Although the university has rid Shaw of his wrongdoing, Hopkins has never stopped expressing his concerns. He complained regularly to campus officials and tried to keep his athletes away from Shaw, who still sometimes treated them without Hopkins’ knowledge, according to records.
The SJSU reopened a second investigation into Shaw in December 2019, after Hopkins circulated a nearly 300-page document among officials at the University, Mountain West, and the NCAA that detailed the allegations, the response from the ‘school and his allegations of retaliation against him and his team for reporting and re-reporting them.

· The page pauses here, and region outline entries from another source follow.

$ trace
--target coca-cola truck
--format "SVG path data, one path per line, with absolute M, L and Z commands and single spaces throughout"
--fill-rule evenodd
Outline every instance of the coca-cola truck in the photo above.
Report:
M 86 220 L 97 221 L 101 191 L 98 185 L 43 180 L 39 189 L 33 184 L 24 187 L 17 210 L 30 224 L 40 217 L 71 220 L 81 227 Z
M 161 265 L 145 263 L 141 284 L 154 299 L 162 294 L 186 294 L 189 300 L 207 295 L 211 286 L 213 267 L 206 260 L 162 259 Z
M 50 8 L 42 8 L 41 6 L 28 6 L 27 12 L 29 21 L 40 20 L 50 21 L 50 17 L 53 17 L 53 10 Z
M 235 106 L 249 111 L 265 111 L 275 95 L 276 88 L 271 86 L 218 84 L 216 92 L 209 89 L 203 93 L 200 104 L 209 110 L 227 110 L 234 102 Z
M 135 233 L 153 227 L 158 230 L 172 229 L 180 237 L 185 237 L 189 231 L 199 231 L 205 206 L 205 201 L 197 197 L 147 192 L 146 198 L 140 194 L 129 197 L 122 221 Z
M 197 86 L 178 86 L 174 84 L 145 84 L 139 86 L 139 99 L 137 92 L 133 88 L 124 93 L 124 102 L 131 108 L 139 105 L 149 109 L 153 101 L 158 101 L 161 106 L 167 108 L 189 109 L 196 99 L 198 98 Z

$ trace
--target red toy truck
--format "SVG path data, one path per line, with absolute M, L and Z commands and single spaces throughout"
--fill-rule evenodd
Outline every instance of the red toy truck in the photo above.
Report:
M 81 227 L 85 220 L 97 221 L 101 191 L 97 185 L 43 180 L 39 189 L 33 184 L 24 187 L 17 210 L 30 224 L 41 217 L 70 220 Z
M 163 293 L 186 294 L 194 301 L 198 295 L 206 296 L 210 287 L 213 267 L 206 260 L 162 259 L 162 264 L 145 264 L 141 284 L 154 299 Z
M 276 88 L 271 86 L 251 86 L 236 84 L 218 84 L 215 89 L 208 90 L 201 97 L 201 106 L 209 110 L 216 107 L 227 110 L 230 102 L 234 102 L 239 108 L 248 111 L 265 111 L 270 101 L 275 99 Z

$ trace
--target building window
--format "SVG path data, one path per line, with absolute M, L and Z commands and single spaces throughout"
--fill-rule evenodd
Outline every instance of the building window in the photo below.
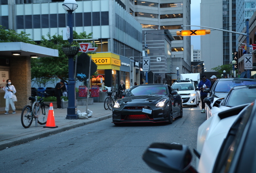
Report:
M 182 28 L 181 25 L 165 25 L 160 26 L 160 29 L 179 29 Z
M 157 18 L 158 18 L 158 14 L 152 13 L 142 13 L 140 12 L 135 12 L 135 16 Z
M 153 25 L 147 24 L 140 24 L 142 26 L 142 28 L 148 28 L 155 29 L 158 29 L 158 25 Z
M 174 2 L 166 4 L 160 4 L 160 8 L 180 7 L 183 6 L 183 2 Z
M 182 18 L 183 17 L 183 14 L 161 14 L 160 15 L 160 19 L 165 18 Z
M 153 7 L 158 7 L 158 3 L 157 3 L 147 2 L 146 1 L 141 1 L 138 0 L 134 1 L 134 4 L 135 5 L 142 5 L 143 6 L 151 6 Z
M 183 51 L 184 48 L 182 47 L 179 47 L 171 48 L 171 52 L 180 52 Z

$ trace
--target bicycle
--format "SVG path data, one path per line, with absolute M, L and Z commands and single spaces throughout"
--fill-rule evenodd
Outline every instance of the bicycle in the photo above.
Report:
M 37 92 L 49 95 L 45 92 Z M 39 100 L 37 101 L 37 96 L 30 97 L 29 97 L 29 100 L 31 101 L 31 105 L 26 105 L 21 112 L 21 120 L 22 126 L 25 128 L 29 127 L 33 121 L 35 120 L 37 118 L 37 123 L 42 125 L 45 124 L 50 106 L 43 102 L 43 99 L 42 98 L 40 98 Z M 36 126 L 37 125 L 37 124 L 36 124 Z
M 107 92 L 107 97 L 105 99 L 104 101 L 104 108 L 105 109 L 107 110 L 108 109 L 109 109 L 111 110 L 113 109 L 114 102 L 111 96 L 114 93 L 114 91 Z

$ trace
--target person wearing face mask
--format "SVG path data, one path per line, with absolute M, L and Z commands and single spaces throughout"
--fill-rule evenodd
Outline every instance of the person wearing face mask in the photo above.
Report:
M 16 93 L 16 89 L 13 85 L 11 84 L 11 80 L 7 79 L 6 81 L 6 85 L 3 88 L 3 90 L 5 91 L 4 98 L 5 99 L 5 113 L 4 114 L 9 114 L 9 106 L 11 105 L 12 109 L 12 113 L 16 113 L 15 112 L 15 106 L 14 102 L 12 100 L 12 95 Z
M 204 90 L 206 88 L 210 88 L 211 86 L 210 80 L 206 78 L 206 76 L 203 75 L 202 76 L 202 80 L 200 81 L 198 85 L 198 88 L 200 91 L 200 97 L 201 97 L 201 102 L 202 103 L 202 111 L 201 113 L 205 113 L 204 108 L 205 103 L 204 102 L 204 99 L 207 97 L 207 93 L 204 92 Z

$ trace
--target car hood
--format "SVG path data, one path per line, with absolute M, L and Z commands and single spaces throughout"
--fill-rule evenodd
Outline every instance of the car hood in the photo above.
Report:
M 138 104 L 142 103 L 157 103 L 162 99 L 166 97 L 163 95 L 143 95 L 136 96 L 127 96 L 118 101 L 119 104 Z

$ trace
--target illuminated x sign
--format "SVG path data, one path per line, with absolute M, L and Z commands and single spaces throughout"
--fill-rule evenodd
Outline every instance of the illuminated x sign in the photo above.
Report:
M 180 31 L 177 31 L 177 35 L 182 36 L 191 36 L 193 35 L 204 35 L 206 34 L 210 34 L 210 30 L 183 30 Z

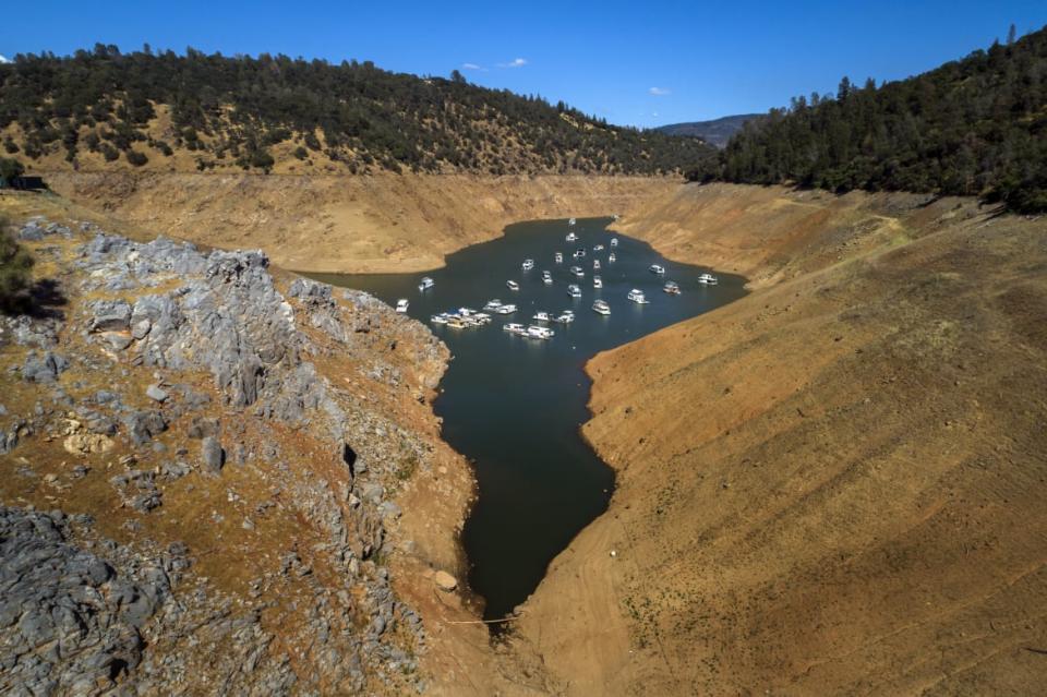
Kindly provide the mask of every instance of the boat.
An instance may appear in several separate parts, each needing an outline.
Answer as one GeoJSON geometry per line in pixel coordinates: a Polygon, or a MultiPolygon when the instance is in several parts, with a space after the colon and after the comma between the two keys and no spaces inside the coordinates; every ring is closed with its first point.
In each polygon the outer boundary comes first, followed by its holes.
{"type": "Polygon", "coordinates": [[[633,290],[630,290],[629,295],[627,295],[626,298],[640,305],[646,305],[649,302],[648,299],[643,296],[643,291],[640,290],[639,288],[634,288],[633,290]]]}
{"type": "Polygon", "coordinates": [[[532,324],[531,326],[527,327],[527,334],[525,334],[525,336],[529,339],[551,339],[553,338],[554,334],[556,333],[549,327],[541,327],[537,324],[532,324]]]}

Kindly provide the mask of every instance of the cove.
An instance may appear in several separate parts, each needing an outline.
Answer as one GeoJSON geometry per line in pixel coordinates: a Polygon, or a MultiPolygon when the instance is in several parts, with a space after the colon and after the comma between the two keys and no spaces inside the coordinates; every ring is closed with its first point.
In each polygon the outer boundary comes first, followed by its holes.
{"type": "Polygon", "coordinates": [[[719,285],[702,286],[706,269],[667,261],[645,242],[612,232],[612,218],[535,220],[508,226],[505,236],[447,256],[447,265],[426,274],[308,274],[336,286],[365,290],[395,305],[410,300],[408,314],[430,326],[450,348],[454,360],[441,383],[434,410],[442,417],[443,437],[472,460],[479,497],[462,532],[469,558],[469,586],[485,601],[484,618],[504,617],[537,588],[549,563],[570,540],[607,508],[614,473],[582,440],[589,419],[590,381],[583,368],[595,353],[634,341],[662,327],[708,312],[745,295],[741,276],[719,274],[719,285]],[[566,242],[567,232],[578,236],[566,242]],[[611,248],[611,238],[618,245],[611,248]],[[603,244],[603,251],[593,247],[603,244]],[[585,248],[585,259],[573,259],[585,248]],[[564,253],[562,264],[554,254],[564,253]],[[615,252],[614,263],[607,255],[615,252]],[[522,271],[525,259],[534,268],[522,271]],[[603,288],[592,284],[593,260],[603,288]],[[665,267],[664,276],[648,271],[665,267]],[[585,278],[569,273],[573,265],[585,278]],[[553,284],[542,283],[542,271],[553,284]],[[420,292],[430,276],[435,286],[420,292]],[[519,290],[506,287],[519,283],[519,290]],[[682,293],[662,291],[676,281],[682,293]],[[581,298],[567,295],[568,284],[581,298]],[[626,299],[642,290],[649,304],[626,299]],[[515,303],[513,315],[494,314],[479,328],[456,329],[433,324],[440,312],[483,308],[492,298],[515,303]],[[591,310],[593,300],[611,307],[607,316],[591,310]],[[538,311],[558,314],[571,309],[571,324],[549,324],[549,340],[513,336],[503,324],[535,324],[538,311]]]}

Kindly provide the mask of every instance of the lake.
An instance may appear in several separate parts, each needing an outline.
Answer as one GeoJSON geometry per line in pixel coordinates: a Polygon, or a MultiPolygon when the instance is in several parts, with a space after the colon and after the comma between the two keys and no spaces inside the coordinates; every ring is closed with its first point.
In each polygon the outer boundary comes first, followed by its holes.
{"type": "Polygon", "coordinates": [[[606,510],[614,489],[613,471],[582,441],[579,426],[588,420],[590,381],[586,361],[599,351],[633,341],[652,332],[713,310],[745,295],[739,276],[718,274],[719,285],[703,286],[708,269],[677,264],[639,240],[610,232],[612,218],[535,220],[512,225],[505,236],[447,256],[444,268],[426,274],[310,274],[337,286],[359,288],[395,305],[410,301],[408,314],[432,327],[454,356],[434,404],[443,418],[443,437],[476,467],[479,498],[462,533],[470,563],[469,586],[485,600],[484,617],[510,613],[534,590],[556,554],[597,516],[606,510]],[[578,241],[566,242],[574,231],[578,241]],[[611,247],[612,237],[618,245],[611,247]],[[602,251],[593,247],[603,244],[602,251]],[[585,259],[574,259],[585,248],[585,259]],[[564,262],[554,263],[555,252],[564,262]],[[607,260],[615,252],[616,262],[607,260]],[[525,259],[534,268],[520,268],[525,259]],[[593,260],[603,288],[592,284],[593,260]],[[648,271],[665,267],[664,276],[648,271]],[[569,267],[585,269],[576,278],[569,267]],[[550,271],[552,285],[542,283],[550,271]],[[422,276],[435,286],[421,292],[422,276]],[[518,291],[506,287],[519,284],[518,291]],[[676,281],[682,293],[662,291],[676,281]],[[581,287],[581,298],[567,295],[568,284],[581,287]],[[626,299],[642,290],[648,304],[626,299]],[[480,310],[491,299],[515,303],[513,315],[493,315],[479,328],[456,329],[434,324],[434,314],[461,307],[480,310]],[[591,310],[595,299],[607,301],[611,314],[591,310]],[[537,311],[558,314],[574,310],[571,324],[549,324],[547,340],[514,336],[503,324],[535,324],[537,311]]]}

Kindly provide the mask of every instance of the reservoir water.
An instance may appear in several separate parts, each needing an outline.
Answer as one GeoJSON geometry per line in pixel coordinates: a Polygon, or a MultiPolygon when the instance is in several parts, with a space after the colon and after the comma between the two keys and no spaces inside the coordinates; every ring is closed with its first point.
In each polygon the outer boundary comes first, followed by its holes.
{"type": "Polygon", "coordinates": [[[410,300],[408,314],[432,327],[450,348],[454,360],[434,404],[443,418],[443,437],[476,467],[479,500],[462,534],[471,565],[469,585],[485,600],[485,618],[512,612],[534,590],[553,557],[607,507],[614,473],[582,441],[579,426],[588,420],[589,378],[586,361],[603,351],[670,324],[708,312],[745,295],[744,278],[719,275],[719,285],[703,286],[707,271],[661,257],[647,243],[610,232],[612,218],[538,220],[512,225],[505,236],[469,247],[447,257],[444,268],[426,274],[310,274],[337,286],[359,288],[395,305],[410,300]],[[574,231],[576,242],[566,242],[574,231]],[[611,238],[618,244],[611,247],[611,238]],[[603,244],[602,251],[593,247],[603,244]],[[583,259],[574,259],[577,249],[583,259]],[[562,264],[554,254],[564,254],[562,264]],[[616,261],[609,262],[615,253],[616,261]],[[525,259],[534,268],[520,268],[525,259]],[[593,260],[603,288],[593,288],[593,260]],[[665,267],[659,276],[648,267],[665,267]],[[581,266],[585,277],[568,271],[581,266]],[[542,283],[549,271],[553,284],[542,283]],[[419,291],[422,276],[435,286],[419,291]],[[507,280],[519,290],[506,287],[507,280]],[[663,292],[666,280],[682,293],[663,292]],[[581,287],[581,298],[567,295],[568,284],[581,287]],[[642,290],[648,304],[626,299],[642,290]],[[497,298],[515,303],[512,315],[494,314],[479,328],[456,329],[433,324],[440,312],[467,307],[480,310],[497,298]],[[610,315],[591,310],[595,299],[607,301],[610,315]],[[535,324],[538,311],[558,314],[571,309],[571,324],[549,324],[549,340],[513,336],[503,324],[535,324]]]}

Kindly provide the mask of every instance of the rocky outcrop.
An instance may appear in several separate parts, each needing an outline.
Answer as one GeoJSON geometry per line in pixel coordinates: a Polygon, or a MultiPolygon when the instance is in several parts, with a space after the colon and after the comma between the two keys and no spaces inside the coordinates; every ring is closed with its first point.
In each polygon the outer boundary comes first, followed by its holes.
{"type": "MultiPolygon", "coordinates": [[[[33,242],[52,228],[23,229],[33,242]]],[[[125,539],[88,517],[0,509],[0,685],[423,688],[426,633],[394,590],[387,526],[399,517],[398,462],[426,467],[432,445],[369,390],[417,405],[445,349],[362,293],[297,280],[285,297],[257,251],[88,231],[56,247],[65,321],[0,327],[5,359],[23,357],[10,369],[23,378],[13,404],[35,405],[0,407],[0,450],[39,501],[105,513],[125,539]],[[315,361],[335,358],[365,388],[333,385],[315,361]],[[190,543],[169,550],[160,540],[172,531],[190,543]]],[[[11,491],[0,486],[0,503],[11,491]]]]}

The fact that Shaw was ultimately held responsible is “a good step in the right direction,” said Caitlin Macky, one of the former swimmers who reported Shaw in 2009, while noting that there had been “a lot too many victims along the way ”.
“I am so grateful for Sage Hopkins and his persistence in standing up for all student athletes, not just his own,” Macky told USA TODAY. “And I think he deserves an immediate apology from the university.”
Fallout and more surveys
In August, Shaw wrote in an email to members of the sports department, which USA TODAY obtained, saying he was retiring and planned to drop out of school later that month. The State of San Jose quietly removed his name from the staff directory and, in response to questions from USA TODAY, said Shaw had resigned.
A month later, a former sports department official filed a notice of tort claim with the CSU system, alleging that sports department administrators had engaged in a tendency to cover up the misconduct of staff and officials. SJSU students and to take revenge on those who reported it.
Steve O’Brien, who was No.2 in the sports department, said in the statement he was fired in March because he resisted orders from sports director Marie Tuite to discipline Hopkins and another employee. O’Brien believed the orders against Hopkins were in retaliation for his re-reporting the allegations, which led to the investigation into Shaw being reopened. Hopkins has also accused Tuite of downplaying and helping cover up the allegations over the years.
Last month, a separate CSU system investigation concluded that Tuite was responsible for retaliation against Hopkins by ordering his supervisor to give him a low grade on his 2020 performance review because of his report on the allegations to outside entities. , according to a copy of the notice of inquiry. released by CSU System on January 15 and obtained by USA TODAY.
Tuite has the option of appealing the finding. She did not return a phone message on Friday asking for comment.
The US Department of Justice’s civil rights division is also investigating the university’s handling of the allegations in 2010, four people who spoke to investigators told USA TODAY. People have described the topics they discussed on condition of anonymity for fear of jeopardizing an ongoing legal case. Sportico first reported the existence of the investigation.
The Federal Bureau of Investigation has also launched a criminal investigation into Shaw’s conduct, confirmed two people who spoke to investigators. They spoke to USA TODAY anonymously for the same reasons. The FBI press office did not immediately respond to an email seeking comment.